Beijing diprediksi akan terus mempercepat modernisasi militernya dan memperluas kehadiran di laut lepas sepanjang tahun 2026, berpotensi menggusur dominasi Amerika Serikat (AS) sebagai kekuatan maritim global. Prediksi ini muncul setelah China berhasil meluncurkan sejumlah kapal perang canggih dan memperluas jangkauan operasionalnya di Pasifik selama setahun terakhir.
Saat ini, Angkatan Laut China telah menjadi yang terbesar di dunia berdasarkan jumlah lambung kapal, dengan lebih dari 370 unit kapal dan kapal selam, termasuk tiga kapal induk. Pentagon, melalui laporan tahunannya, secara konsisten memperingatkan bahwa Beijing memiliki ambisi kuat untuk menggusur posisi AS sebagai negara adidaya militer global.
Baca artikel informatif lainnya di Mureks melalui laman mureks.co.id.

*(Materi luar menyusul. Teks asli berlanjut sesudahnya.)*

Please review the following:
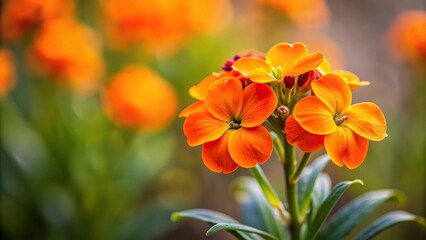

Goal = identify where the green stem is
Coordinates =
[284,135,300,240]
[291,152,311,184]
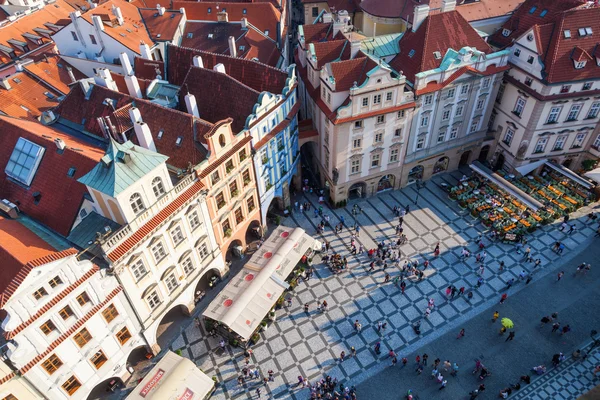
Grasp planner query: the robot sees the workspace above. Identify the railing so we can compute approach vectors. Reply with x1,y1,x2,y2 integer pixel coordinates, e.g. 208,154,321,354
102,175,195,253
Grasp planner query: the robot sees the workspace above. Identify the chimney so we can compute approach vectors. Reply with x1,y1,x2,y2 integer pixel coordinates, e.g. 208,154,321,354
217,11,229,22
442,0,456,12
213,63,227,74
92,15,104,32
125,74,143,99
119,53,133,76
94,68,119,92
412,4,429,32
140,42,152,60
185,93,200,118
350,40,360,58
192,56,204,68
67,67,77,83
111,5,125,25
227,36,237,57
129,107,156,151
0,78,10,90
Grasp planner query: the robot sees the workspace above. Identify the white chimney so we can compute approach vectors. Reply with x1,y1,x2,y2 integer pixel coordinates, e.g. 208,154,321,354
119,53,133,76
213,63,227,74
412,4,429,32
111,5,125,25
442,0,456,12
125,74,143,99
92,15,104,32
192,56,204,68
129,107,156,151
94,68,119,92
227,36,237,57
140,42,152,60
185,93,200,118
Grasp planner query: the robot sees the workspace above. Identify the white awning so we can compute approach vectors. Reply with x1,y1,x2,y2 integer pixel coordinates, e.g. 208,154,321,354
203,226,320,341
584,168,600,183
516,159,548,176
469,161,544,212
546,162,594,189
126,351,215,400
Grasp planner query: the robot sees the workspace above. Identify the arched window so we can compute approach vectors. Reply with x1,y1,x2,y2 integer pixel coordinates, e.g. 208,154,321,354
152,176,165,199
129,193,146,214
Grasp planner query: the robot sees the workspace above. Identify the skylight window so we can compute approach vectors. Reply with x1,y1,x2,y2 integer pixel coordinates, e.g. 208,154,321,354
4,138,44,186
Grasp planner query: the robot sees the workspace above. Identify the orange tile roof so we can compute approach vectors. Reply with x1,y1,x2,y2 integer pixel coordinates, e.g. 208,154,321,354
81,0,153,54
0,72,62,118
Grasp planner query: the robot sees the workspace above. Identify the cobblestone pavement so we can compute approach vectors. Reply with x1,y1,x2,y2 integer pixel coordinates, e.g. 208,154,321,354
166,171,593,399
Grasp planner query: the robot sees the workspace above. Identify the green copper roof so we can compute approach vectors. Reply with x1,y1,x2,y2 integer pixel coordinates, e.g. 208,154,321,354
360,33,403,58
79,139,169,197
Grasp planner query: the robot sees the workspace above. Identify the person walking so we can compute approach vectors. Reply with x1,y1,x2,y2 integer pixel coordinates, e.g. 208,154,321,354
504,331,515,342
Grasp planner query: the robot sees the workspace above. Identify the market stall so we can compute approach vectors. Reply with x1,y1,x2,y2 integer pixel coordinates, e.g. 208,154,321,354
203,226,321,343
126,351,215,400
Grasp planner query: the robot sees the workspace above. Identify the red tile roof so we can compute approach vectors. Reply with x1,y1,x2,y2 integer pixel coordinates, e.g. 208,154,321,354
19,286,123,374
139,8,183,41
55,85,212,169
107,181,204,262
179,67,260,133
167,45,288,94
390,10,492,83
4,265,100,340
0,116,104,236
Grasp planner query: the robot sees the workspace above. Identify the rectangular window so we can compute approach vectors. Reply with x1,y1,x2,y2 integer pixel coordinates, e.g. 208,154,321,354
533,138,548,153
567,104,581,121
188,211,200,231
102,304,119,324
4,138,44,186
513,97,527,117
546,107,561,124
90,350,108,369
586,103,600,118
62,375,81,396
48,275,62,289
146,290,160,310
77,292,91,307
503,128,515,146
33,287,48,300
73,328,92,348
150,242,167,264
116,326,131,345
371,154,381,168
42,354,63,375
40,320,56,336
350,159,360,174
58,306,74,321
170,226,185,247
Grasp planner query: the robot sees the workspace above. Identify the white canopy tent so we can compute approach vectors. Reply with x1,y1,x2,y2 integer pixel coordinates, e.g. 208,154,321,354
126,351,215,400
203,226,321,341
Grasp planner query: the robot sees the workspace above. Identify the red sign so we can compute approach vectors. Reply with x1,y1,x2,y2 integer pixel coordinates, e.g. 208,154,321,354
140,369,165,397
177,388,194,400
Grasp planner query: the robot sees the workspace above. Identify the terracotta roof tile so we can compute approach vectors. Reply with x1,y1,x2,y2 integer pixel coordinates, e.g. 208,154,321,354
390,10,492,83
4,265,100,340
107,181,203,262
0,116,104,236
19,286,123,374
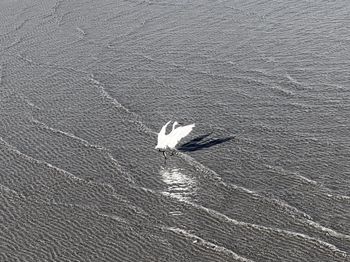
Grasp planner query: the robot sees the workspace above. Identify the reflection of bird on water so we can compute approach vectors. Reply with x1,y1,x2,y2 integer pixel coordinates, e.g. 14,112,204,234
155,121,195,160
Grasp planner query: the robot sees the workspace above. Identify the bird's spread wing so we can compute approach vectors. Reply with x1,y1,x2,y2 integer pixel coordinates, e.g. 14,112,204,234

Kapal Induk Fujian dan Inovasi Maritim China
Salah satu pencapaian paling signifikan adalah pengoperasian CNS Fujian, kapal induk tercanggih China yang dilengkapi sistem katapel. Teknologi mutakhir ini memungkinkan peluncuran pesawat yang lebih berat dan mematikan, termasuk jet tempur siluman J-35.
“Hal ini menunjukkan pergeseran China menuju kekuatan udara laut yang lebih tahan banting dan berjarak tempuh jauh,” ujar Tom Shugart, analis dari Center for a New American Security, kepada Newsweek pada Jumat, 2 Januari 2026.
Selain itu, China juga telah memulai uji coba kapal serbu amfibi Type 076. Kapal ini terbilang unik karena kemampuannya meluncurkan drone dan pesawat menggunakan katapel, diprediksi akan memainkan peran kunci dalam mendukung operasi ekspedisi di Laut China Selatan atau sekitar Kepulauan Senkaku.
Mureks mencatat bahwa keberhasilan China mengelilingi Australia dan melakukan operasi kapal induk ganda di Pasifik Barat menunjukkan peningkatan kenyamanan mereka dalam beroperasi jauh dari daratan utama. Meskipun belum memiliki jaringan pangkalan global seperti AS, Pentagon menilai Beijing tengah mempertimbangkan sejumlah negara di Afrika, Asia, Karibia, dan Pasifik sebagai lokasi pangkalan potensial untuk memproyeksikan kekuatan udara dan lautnya.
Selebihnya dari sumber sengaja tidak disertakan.